Vashon Cemetery Manager Lisa Devereau said she laughed when she first heard the news. She told Dimond: “When you called me, I said, ‘No there’s not. There’s no way there was a Black man buried here in 1942.’”
But learning about Glover, Devereau said, has been a reminder that “there’s so many people here I don’t know anything about.”
Dimond also confirmed his theory using Glover’s census and service records, photos and an obituary of his death in Seattle.
“It took me about a year to put this together,” Dimond said.
Devereau ordered the markers; the Buffalo Soldier Museum paid for Rebecca’s marker and the U.S. Military provided Benjamin’s marker, Devereau said.
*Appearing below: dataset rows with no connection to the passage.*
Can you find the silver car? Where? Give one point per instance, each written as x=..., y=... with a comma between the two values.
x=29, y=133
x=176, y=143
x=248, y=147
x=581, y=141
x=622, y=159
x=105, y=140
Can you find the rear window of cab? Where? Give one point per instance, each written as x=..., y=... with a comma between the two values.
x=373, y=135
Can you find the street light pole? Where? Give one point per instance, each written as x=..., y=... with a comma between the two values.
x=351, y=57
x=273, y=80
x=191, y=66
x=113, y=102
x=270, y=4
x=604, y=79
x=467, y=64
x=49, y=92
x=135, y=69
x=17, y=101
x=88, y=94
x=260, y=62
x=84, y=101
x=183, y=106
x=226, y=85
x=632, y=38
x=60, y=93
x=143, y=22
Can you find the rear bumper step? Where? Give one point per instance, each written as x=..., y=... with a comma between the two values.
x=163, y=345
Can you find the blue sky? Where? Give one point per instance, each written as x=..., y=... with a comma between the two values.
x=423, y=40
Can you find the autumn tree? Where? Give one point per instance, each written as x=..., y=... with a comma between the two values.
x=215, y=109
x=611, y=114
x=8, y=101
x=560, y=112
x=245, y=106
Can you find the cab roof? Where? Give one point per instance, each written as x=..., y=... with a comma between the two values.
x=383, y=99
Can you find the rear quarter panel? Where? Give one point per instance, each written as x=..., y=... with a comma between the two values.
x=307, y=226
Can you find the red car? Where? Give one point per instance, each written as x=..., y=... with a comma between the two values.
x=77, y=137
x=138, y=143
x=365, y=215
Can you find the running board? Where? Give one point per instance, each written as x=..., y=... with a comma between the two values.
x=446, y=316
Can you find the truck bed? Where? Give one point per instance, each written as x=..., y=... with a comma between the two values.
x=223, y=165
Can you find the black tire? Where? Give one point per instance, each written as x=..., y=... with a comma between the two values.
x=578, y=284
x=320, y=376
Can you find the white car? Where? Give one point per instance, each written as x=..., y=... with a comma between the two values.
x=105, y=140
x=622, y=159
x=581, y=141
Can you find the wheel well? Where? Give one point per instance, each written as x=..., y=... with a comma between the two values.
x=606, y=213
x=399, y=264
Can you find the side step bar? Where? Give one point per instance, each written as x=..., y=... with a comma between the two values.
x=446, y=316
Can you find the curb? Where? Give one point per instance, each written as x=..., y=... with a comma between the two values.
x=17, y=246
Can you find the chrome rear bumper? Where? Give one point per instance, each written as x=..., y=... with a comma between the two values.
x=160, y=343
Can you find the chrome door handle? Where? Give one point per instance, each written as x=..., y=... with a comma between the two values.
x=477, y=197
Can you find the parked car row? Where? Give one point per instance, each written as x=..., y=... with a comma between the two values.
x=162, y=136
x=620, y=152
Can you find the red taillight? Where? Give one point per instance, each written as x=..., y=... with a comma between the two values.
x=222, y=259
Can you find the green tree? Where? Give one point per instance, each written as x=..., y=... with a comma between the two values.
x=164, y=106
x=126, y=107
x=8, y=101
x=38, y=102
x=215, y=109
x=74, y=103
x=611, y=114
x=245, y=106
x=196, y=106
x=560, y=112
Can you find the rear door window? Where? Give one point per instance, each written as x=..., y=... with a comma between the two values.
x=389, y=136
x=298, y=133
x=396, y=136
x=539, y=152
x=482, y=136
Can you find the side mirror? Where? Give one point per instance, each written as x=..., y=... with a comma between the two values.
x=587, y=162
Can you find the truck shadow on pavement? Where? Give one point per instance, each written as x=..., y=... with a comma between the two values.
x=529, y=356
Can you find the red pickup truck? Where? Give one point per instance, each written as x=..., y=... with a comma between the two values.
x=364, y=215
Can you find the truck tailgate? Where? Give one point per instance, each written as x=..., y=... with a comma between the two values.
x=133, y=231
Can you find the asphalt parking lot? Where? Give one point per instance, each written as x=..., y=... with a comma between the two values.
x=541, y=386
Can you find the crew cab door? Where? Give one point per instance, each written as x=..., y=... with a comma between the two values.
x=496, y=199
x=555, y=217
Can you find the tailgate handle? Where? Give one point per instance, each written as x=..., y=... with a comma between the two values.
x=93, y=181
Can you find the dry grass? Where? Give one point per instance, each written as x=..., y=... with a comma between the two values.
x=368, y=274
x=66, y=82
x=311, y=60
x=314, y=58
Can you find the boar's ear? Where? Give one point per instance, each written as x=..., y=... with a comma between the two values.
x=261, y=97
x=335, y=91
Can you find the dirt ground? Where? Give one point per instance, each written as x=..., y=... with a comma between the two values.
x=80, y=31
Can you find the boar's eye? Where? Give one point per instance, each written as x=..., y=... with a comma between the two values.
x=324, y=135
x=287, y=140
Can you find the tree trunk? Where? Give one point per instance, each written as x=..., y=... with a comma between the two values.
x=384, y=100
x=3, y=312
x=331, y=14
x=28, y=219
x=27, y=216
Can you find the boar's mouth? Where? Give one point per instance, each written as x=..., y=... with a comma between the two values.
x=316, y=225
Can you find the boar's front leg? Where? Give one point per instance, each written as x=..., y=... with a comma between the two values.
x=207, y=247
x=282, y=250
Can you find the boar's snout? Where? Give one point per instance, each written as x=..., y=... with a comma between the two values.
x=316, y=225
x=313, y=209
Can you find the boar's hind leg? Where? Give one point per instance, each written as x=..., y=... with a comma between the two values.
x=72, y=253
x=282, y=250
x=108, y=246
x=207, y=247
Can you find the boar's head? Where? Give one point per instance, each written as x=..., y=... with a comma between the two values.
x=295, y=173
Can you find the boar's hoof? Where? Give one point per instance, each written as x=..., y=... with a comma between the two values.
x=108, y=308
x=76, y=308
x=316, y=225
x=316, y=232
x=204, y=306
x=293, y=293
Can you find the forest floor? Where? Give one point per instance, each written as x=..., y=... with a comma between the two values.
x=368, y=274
Island Funeral paid the setting fee.
Islander Bryan Davis, who attended the ceremony with his son, noted how it’s not common to be taught about the Buffalo Soldiers — nor to find their history extending to an island in the Salish Sea.
“So many individuals … specifically throughout American history, have gone without acknowledgement,” Davis said. “And so to stand for this Black soldier, who did commit to U.S. service at the time he did, is pretty special.”
He expressed appreciation that Vashon and the cemetery worked with the Buffalo Soldier Museum to acknowledge Glover — and to recognize that “there was something on this island that called him here to begin with, and that sort of community has remained.”
“It’s hard to put words to it,” Davis said.
“Our local history and the stories represented on this island are so much more diverse and complex than we ever think,” Vashon Heritage Museum Director Gretta Stimson said. “We have this idea of what things were like, but that’s always a truncated version of the truth.”
Glover’s story, and his mother’s, are reminders that “no matter where you are, there’s history that should be recognized,” said Tyrone Cunningham, a basketball coach at Vashon High School and member of the Island GreenTech board.
As a Black man, he said, that story is also something to take pride in and to share with the community — the story of a man who fought for a country even when it refused to recognize his full humanity.
“It’s … Black people not being welcomed in certain places, and making a decision to fight and go through all the struggles, and still be a hero,” Cunningham said. “And to hear that — it just solidifies being a proud Afro-American, knowing that this person fought for everybody, no matter what color.”